There is nothing worse, on the other hand, than to land on squares like number forty-two, the maze, or fifty-two, the prison, or fifty-eight, bearing a skull. Landing on any of those squares means a delay or even the postponement or abandonment of the journey.
I should say, in passing, that it is not insignificant that the game metaphor of which I speak revolves around the goose and not some other animal. And that’s because the goose can walk on the earth, swim in water, and fly through the air, which is why tradition has chosen it to symbolize wisdom, accomplishment, perfection.

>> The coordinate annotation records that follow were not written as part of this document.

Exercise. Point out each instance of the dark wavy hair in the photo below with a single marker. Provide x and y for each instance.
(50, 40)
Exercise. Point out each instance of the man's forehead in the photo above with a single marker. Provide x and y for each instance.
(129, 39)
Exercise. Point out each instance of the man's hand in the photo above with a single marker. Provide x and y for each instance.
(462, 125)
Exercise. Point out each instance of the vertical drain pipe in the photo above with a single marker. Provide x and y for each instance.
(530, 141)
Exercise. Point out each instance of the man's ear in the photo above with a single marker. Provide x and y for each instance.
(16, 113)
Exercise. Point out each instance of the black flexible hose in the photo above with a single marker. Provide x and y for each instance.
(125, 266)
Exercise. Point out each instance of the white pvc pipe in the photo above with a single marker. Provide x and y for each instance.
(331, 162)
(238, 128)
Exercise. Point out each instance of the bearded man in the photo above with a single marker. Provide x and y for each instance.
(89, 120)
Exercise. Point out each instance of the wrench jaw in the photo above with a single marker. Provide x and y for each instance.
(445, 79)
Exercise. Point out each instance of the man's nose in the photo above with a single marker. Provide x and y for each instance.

The message of the game, therefore, is at once simple and difficult to grasp. It is to do things as well as possible, day by day, goose by goose; only such continuity can guarantee ultimate wisdom and perfection.
But let’s go back to the beginning and remember that the Game of the Goose can also be the description of a life, for example, the life of a Basque writer born in 1951.

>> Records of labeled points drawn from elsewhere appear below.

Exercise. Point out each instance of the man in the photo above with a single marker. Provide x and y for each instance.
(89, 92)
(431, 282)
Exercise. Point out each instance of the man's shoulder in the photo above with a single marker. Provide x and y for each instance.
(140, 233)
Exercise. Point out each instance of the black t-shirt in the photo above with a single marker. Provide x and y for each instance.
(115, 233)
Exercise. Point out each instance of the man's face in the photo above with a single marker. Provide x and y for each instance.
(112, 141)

And, of course, one notices coincidences the moment one looks at the board. Because a modern-day Basque writer, that is, a writer who began writing in euskera sometime in the seventies, bears a striking resemblance to that adolescent who appears on the first of the sixty-three squares on the board and who has as his only baggage a bundle.
Those of us who are just beginning to be translated into other languages, set off with very little baggage. We looked into our bundle and found only five, at most ten, books written in the language we were trying to write in. I read Gabriel Aresti when I was twenty; three years later, by the time I was twenty-three, I had read all the Basque literature that the dictator had not managed to burn.
This does not mean — as has so often been said — that we had no tradition, unless one is using the word tradition in some ancient, obsolete sense. Because, as we know, nowadays, in the middle of the twentieth century — and this is one of the characteristics of the modern age — the whole of the literary past, be it from Arabia, China, or Europe is at our disposal; in shops, in libraries, everywhere. Thus any writer is free to create his own tradition. He can read The Arabian Nights one day and Moby Dick or Kafka’s Metamorphosis the next… and those works, the spirit that they communicate, will immediately pass into his own life and work as a writer.
These days nothing can be said to be peculiar to one place or person. The world is everywhere and Euskal Herria is no longer just Euskal Herria but — as Celso Emilo Ferreiro would have said—“the place where the world takes the name of Euskal Herria.”
So I would never say that we present-day Basque writers lack a tradition; I would say that what we lacked was an antecedent, that we lacked books from which we could learn to write in our own language. Tom Thumb never passed our way and so we had no trail of bread crumbs to lead us back home.
This is a matter of some importance, and one which, as many will have guessed, has to do with literary language. Because, naturally, to write is an artificial act and that artifice, which is literary language, is something that develops over time and through the labors of many people, adapting itself to the expressive needs of each age.
One of the consequences of those labors is, to give one example, the invisibility of certain words. When a reader reads a novel with a lot of dialogue, he probably doesn’t even see the constant repetition in the text of “he said,” “he replied,” and “he retorted.” The words are there but the same thing happens with them as happens with the trees on his favorite walk: He has read the words so many times, he doesn’t even notice them.
Writing in euskera, I have no problems with “he said” ( esan ) or with “he replied” ( erantzun ) but I begin to have problems with “he retorted” ( arrapostu ) because this word is not familiar to the reader, because it’s a tree he recognizes but that, nonetheless, he has never seen on this particular walk. So the Basque writer knows that his reader will stop at that word, that it will be a stumbling block.